Leon asks the community to look back to their own graduation and remember how important it was to them and back the senior class in their endeavors.

“... think back to your own graduation,” she said. “How did you feel when you were walking across that stage and having everybody cheer you on. Think about us. Look at us through the seniors’ eyes and see how we would feel. And, think about all the parents who spent lots of money on all the graduation stuff — the caps and gowns, the invitations, the yearbooks. What if it’s their only child and what if they’re not going to go and have another graduation? I would just really like for them to see the senior class and look at it from our point of view.”

Several members of the USD 475 Board of Education addressed the issue during their comment section Tuesday night.

“I think this is just detrimental to the psychology and to these students not to have a graduation,” said Dr. Anwar Khoury. “I mean everything we do has risks but this graduation has to be definitely reconsidered — and I would push forward.”

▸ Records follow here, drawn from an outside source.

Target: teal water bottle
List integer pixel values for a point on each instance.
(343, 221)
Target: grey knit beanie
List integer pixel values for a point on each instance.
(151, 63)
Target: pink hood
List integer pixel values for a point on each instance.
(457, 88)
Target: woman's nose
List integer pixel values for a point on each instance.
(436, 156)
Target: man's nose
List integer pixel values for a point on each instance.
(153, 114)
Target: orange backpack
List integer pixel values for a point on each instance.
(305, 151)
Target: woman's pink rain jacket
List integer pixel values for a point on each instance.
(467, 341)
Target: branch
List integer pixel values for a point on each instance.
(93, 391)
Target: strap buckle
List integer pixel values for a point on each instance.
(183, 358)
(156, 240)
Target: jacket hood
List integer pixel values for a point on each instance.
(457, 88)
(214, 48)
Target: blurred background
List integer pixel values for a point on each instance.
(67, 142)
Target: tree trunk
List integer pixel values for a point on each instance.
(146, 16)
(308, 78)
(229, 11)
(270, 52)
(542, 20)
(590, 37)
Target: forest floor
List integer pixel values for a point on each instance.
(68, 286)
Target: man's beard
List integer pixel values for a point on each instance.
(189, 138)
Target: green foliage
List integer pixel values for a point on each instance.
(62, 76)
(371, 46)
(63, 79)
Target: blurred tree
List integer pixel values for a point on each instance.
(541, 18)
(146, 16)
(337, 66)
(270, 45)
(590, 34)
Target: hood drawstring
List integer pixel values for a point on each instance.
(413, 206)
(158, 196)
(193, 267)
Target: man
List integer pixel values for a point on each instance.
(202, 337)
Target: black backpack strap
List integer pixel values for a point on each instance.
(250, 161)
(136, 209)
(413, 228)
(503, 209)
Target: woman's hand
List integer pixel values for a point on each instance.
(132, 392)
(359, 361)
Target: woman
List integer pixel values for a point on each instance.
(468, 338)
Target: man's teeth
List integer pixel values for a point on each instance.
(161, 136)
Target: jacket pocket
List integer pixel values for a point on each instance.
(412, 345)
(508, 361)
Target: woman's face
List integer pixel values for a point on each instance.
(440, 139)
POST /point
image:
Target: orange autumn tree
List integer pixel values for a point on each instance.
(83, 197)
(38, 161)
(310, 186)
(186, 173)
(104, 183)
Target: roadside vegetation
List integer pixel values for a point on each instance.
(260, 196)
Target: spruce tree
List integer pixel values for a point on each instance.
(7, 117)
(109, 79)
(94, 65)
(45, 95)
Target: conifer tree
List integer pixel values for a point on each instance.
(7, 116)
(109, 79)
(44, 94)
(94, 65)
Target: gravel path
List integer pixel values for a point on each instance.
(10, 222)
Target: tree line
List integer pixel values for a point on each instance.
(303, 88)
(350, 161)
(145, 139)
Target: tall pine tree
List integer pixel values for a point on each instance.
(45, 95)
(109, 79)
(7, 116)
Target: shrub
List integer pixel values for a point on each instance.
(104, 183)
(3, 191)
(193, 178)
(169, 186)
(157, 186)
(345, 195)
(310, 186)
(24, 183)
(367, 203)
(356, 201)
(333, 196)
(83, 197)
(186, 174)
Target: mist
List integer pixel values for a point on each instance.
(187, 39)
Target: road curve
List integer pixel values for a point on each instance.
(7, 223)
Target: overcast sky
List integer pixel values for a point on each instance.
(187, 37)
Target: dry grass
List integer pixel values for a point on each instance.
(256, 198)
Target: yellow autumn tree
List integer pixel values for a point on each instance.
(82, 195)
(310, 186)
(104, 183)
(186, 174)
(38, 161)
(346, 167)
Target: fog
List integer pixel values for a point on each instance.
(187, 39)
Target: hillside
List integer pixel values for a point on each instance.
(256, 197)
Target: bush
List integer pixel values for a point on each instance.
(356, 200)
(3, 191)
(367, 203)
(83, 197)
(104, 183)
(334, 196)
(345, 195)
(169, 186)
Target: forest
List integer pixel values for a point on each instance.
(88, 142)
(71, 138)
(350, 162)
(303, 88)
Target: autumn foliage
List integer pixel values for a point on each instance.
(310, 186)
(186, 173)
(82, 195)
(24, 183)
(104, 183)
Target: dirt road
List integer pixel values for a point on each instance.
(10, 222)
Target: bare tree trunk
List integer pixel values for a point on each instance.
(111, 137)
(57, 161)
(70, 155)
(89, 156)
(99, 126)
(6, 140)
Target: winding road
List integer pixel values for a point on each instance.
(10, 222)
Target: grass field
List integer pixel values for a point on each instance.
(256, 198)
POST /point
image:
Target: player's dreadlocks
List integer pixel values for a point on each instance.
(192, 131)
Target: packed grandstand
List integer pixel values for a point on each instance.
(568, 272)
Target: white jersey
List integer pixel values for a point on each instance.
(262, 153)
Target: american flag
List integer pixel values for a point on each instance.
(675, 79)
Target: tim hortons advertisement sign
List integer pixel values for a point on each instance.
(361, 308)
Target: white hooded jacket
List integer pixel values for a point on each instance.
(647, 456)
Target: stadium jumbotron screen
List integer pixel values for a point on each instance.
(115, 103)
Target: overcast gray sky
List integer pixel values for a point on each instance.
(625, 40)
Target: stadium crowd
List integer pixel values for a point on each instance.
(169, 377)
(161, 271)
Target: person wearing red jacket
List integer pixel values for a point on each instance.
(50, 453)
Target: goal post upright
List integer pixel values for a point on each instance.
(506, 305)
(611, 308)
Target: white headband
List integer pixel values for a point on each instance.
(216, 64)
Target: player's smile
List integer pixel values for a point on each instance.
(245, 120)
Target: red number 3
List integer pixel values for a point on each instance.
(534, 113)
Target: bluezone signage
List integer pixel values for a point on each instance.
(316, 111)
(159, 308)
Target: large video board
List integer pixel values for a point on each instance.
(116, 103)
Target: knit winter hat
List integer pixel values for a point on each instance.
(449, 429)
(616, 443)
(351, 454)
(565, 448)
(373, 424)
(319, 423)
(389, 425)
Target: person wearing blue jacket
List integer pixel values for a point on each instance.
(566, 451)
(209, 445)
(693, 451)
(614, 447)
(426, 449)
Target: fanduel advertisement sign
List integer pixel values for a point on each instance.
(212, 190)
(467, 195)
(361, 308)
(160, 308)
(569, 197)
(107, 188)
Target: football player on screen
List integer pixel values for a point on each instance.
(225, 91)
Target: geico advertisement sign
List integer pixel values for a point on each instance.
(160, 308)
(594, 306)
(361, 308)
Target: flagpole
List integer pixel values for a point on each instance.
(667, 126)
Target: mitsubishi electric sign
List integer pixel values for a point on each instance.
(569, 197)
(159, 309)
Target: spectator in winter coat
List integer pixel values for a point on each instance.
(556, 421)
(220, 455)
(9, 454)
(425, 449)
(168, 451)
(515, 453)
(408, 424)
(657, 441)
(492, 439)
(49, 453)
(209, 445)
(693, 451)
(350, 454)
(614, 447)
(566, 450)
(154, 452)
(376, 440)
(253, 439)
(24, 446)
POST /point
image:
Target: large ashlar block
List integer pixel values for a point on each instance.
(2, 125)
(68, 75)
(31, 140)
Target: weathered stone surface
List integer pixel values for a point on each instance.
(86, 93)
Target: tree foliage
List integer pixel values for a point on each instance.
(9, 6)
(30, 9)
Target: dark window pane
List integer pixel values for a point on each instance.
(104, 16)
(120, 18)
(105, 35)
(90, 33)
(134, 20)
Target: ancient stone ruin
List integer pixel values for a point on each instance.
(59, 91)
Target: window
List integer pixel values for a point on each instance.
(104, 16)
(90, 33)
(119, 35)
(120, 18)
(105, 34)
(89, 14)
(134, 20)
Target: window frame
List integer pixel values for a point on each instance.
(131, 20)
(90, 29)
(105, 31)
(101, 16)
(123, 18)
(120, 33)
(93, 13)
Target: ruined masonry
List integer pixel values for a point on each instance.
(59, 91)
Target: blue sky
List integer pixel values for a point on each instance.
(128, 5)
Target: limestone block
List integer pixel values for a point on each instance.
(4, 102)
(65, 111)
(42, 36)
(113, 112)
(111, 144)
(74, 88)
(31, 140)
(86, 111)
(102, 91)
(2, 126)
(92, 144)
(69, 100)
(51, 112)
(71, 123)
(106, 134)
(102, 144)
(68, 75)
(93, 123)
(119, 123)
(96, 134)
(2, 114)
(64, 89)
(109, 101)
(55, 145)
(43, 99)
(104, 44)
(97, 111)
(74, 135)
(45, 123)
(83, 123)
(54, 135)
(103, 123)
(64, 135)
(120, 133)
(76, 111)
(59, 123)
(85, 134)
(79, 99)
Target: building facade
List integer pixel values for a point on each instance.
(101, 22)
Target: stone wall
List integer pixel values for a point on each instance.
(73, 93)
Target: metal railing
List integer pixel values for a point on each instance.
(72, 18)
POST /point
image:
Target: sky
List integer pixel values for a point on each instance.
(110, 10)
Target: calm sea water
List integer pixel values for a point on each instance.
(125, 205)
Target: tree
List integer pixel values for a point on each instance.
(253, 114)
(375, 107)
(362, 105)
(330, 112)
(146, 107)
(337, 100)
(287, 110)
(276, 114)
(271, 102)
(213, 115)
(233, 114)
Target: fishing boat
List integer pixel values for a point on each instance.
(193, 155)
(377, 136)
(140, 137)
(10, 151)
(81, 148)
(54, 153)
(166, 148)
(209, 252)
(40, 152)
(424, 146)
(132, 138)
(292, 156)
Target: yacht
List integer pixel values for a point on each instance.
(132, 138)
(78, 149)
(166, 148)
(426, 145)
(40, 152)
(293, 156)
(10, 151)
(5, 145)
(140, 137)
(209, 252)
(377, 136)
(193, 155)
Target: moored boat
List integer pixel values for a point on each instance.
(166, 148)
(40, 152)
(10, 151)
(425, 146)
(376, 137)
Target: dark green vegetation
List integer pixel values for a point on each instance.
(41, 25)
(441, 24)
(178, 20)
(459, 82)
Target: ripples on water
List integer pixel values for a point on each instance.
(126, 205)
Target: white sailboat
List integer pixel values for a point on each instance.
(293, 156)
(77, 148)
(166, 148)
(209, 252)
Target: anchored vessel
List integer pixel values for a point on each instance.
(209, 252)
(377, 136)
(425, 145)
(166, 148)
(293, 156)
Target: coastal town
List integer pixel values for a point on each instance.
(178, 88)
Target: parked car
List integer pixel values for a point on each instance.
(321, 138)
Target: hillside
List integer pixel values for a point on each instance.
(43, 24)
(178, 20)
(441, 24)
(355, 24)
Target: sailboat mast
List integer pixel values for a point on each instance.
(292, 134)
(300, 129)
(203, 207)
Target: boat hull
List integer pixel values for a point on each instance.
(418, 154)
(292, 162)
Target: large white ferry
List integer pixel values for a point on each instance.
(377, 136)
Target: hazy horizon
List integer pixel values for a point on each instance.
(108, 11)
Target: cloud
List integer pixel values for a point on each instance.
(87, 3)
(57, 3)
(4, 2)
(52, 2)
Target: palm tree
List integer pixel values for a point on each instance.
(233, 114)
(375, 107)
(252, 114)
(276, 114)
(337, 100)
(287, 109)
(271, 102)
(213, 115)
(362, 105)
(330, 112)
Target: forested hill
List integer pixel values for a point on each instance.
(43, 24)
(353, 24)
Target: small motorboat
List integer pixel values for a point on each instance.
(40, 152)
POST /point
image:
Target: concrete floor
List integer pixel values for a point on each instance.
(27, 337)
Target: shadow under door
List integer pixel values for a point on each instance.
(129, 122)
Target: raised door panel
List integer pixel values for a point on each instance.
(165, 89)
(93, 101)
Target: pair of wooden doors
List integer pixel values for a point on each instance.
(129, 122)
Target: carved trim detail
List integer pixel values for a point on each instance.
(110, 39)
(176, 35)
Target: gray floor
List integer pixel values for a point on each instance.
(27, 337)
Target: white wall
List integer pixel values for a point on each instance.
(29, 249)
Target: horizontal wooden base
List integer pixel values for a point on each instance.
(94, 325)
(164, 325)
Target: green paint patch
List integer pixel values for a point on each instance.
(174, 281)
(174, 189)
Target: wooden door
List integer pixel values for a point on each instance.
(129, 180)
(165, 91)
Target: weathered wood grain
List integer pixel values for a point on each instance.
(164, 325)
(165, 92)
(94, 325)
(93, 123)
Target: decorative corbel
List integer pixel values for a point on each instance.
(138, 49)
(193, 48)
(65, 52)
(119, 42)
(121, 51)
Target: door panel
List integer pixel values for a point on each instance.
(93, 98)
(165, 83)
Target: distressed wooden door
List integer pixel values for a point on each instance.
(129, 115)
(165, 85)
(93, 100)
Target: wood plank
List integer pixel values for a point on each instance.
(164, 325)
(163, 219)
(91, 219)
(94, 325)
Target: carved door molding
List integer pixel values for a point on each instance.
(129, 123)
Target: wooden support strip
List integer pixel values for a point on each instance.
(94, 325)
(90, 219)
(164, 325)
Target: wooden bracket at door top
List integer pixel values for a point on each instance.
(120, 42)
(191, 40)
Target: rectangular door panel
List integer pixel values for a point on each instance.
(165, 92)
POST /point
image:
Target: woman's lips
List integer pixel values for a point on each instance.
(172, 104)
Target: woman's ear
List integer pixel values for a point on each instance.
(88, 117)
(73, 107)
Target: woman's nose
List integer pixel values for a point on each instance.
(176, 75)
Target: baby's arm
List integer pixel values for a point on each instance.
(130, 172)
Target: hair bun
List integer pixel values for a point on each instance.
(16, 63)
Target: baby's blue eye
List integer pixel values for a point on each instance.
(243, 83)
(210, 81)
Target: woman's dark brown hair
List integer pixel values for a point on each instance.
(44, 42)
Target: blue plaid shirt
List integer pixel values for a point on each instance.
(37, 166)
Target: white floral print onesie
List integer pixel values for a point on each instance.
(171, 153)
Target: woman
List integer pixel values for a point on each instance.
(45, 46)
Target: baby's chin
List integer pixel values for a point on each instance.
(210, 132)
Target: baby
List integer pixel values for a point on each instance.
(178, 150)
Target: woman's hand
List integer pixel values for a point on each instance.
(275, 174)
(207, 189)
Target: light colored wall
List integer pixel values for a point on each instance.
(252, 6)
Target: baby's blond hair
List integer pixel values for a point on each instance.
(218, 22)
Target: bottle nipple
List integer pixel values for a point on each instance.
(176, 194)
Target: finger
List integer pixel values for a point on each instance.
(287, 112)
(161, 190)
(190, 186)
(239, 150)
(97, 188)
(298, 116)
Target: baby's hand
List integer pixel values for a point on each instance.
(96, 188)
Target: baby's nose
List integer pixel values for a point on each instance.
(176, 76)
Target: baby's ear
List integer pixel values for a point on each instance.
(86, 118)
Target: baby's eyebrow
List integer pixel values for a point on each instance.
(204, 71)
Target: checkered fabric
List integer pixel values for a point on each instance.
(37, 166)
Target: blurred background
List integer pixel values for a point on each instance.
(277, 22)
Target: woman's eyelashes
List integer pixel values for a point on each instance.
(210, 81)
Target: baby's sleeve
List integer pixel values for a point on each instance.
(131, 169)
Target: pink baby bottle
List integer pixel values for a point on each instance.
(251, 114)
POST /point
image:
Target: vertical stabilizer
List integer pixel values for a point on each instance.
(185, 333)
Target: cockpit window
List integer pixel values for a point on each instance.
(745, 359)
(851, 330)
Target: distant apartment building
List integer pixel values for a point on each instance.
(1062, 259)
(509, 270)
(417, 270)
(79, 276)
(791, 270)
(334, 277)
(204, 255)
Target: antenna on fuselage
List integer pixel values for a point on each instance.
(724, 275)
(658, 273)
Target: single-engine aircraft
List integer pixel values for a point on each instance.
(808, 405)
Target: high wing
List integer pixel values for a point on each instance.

During an online meeting between superintendent Dr. Reginald Eggleston and JCHS principal Melissa Sharp Wednesday, Sharp gave the reasoning behind the decision of the senior sponsors, senior class representatives and others.

She also said graduation is the largest event the district holds and she doesn’t want to be responsible for any negative outcomes from holding a ceremony in the way of future exposure to the COVID-19 virus.

“And with the exception of maybe Sundown Salute or a parade in our town, it is the largest community event that we hold,” she said. “It’s the largest event for our district, and I need to be a good steward for our community. I can’t risk putting a 3,000 person petri dish or bringing people from other states and counties into this community. I just can’t do it, and I say ‘I’, but that’s really driving us — safety has to be number one. And, if this group is criticized for being too safe and caring about our kids and our community — I’m good with that. I’m good with it.”

Sharp did mention a need to hold a capstone event in the future where the seniors would be able to gather, in their caps and gowns, and celebrate their accomplishments together when it is safe.